Is it priority number one for Visma Group? I wouldn’t say so. I would say that we’re trying to figure out, as an individual, what is important to me. What are my strengths? What are my contributions to Visma and to our customers? What am I good at? What do I like to do? And then the question is: How can generative AI help you do your job even better and to have even more fun at work? That’s the level of urgency that is in Visma and the entire industry. 

Similarly, on the product side, it’s not that the strategy is that everyone should do AI in their products. You should be asking yourself: How can generative AI and AI help us to create the most value for our customers?

“It all comes down to aligning generative AI and AI with our aspirations as individuals and our strategies with our products. Each of us must find a way to use these tools. But I think there’s a positive way to do it.”

Why should employees actively use and be excited about AI?

I encourage everyone in Visma, all employees, to apply a positive mindset to how you can use these tools. As a developer, you can use GitHub Copilot to stay in the flow instead of going out from your coding environment to your browser and figuring out how to go about solving an issue that you’ve stumbled upon. You can do it in your application. That is kind of the primary use case for these tools today, and more than 50% of Visma developers are using GitHub Copilot.

You can also do it to produce code faster from scratch, to automate the testing, or to create tests in an easier way. Thomas Dohmke, CEO of GitHub, expects AI to be a part of every step of the software development cycle. And I believe that, too. So it’s not going to be just about writing code. It’s about figuring out what to develop. It’s planning how you, as a team, are going to develop that. It’s doing the implementation, but also doing the deployment, the pull requests, security and, of course, monitoring the application, creating architecture. I mean, AI will influence all these steps over the next few years. 

For people in customer support, it’s super relevant to look into this technology, as well. How can we feed large language models with our best knowledge so that these models can help us with providing more and better support to our customers, and help our customers with the most challenging questions? I think these models can help users to log into the application if they have lost their password or do some of the easier stuff, and then we can help them with the real problems; the tough ones, the unique ones that require our support. 

“For anyone in Visma, there are so many capabilities with these technologies. Start today for the reasons it provides value today, but also because it’s a step into the future.”
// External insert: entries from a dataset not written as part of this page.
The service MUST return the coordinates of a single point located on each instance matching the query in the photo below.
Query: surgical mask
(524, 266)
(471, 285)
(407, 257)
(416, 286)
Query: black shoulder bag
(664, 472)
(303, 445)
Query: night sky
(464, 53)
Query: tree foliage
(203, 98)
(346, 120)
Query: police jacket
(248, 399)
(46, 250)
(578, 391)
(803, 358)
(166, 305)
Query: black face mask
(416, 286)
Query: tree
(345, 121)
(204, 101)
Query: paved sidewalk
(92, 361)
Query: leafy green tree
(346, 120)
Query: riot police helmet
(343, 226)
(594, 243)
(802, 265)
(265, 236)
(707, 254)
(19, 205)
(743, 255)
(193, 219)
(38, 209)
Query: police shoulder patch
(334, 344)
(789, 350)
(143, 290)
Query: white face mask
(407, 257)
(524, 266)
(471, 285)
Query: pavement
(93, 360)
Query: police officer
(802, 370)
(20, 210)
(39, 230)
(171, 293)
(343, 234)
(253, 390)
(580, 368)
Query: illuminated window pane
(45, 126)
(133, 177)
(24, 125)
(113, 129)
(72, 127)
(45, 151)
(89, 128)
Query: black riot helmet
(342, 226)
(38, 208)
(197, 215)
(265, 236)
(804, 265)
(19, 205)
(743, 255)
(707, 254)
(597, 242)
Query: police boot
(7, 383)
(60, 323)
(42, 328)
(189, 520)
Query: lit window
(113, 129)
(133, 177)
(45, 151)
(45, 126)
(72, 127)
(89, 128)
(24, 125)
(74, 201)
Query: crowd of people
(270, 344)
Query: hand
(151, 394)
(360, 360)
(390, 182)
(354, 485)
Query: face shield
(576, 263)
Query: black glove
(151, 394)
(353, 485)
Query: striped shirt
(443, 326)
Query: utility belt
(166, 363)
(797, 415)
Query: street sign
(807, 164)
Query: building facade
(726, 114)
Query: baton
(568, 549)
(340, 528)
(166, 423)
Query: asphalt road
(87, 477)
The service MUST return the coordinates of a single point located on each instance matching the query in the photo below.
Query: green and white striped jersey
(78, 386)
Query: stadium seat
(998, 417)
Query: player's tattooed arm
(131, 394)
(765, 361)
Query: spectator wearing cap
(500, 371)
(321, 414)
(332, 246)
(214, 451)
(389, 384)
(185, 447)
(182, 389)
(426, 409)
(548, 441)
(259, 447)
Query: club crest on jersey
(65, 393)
And introducing… VismaGPT!

I’m so happy to say that we recently launched VismaGPT, which is our own kind of ChatGPT-like experience. That will allow us to have an offering that is more compliant and where we can integrate the models and capabilities that we believe in and that Visma employees want. Already today there’s a wide menu of such APIs and services that we can integrate. But there will be more in the future. So, we’re very excited about that and eager to learn about how Visma employees see that response.

Last question: What does being “Champions of business software” mean to you? 

I’d actually like to use the Queen song, “We Are the Champions”, as an example to answer this question. Many people think that song is about winning, but I actually think that song is not about winning. I think it’s about the hardships prior to winning. “I paid my sentence… We keep on fighting till the end… I’ve had my share of sand kicked in my face, but I’ve come through… I made mistakes.” And I think the word “Champion” says more about what you have done than what you are. It means you have competition behind you. You had to fight to get something. And that’s what we’re doing as Visma, as well, as a team. 

We are continuously fighting to make the most impact. We don’t feel satisfied in this ever-changing environment. There are hardships underway, and with artificial intelligence, there are a lot of ethical dilemmas. There are a lot of regulations. There are a lot of our customers that are afraid of the technology – in many ways for good reason. But we are here to understand the technology, understand our customers, understand the regulations, and deliver this technology in a responsible way.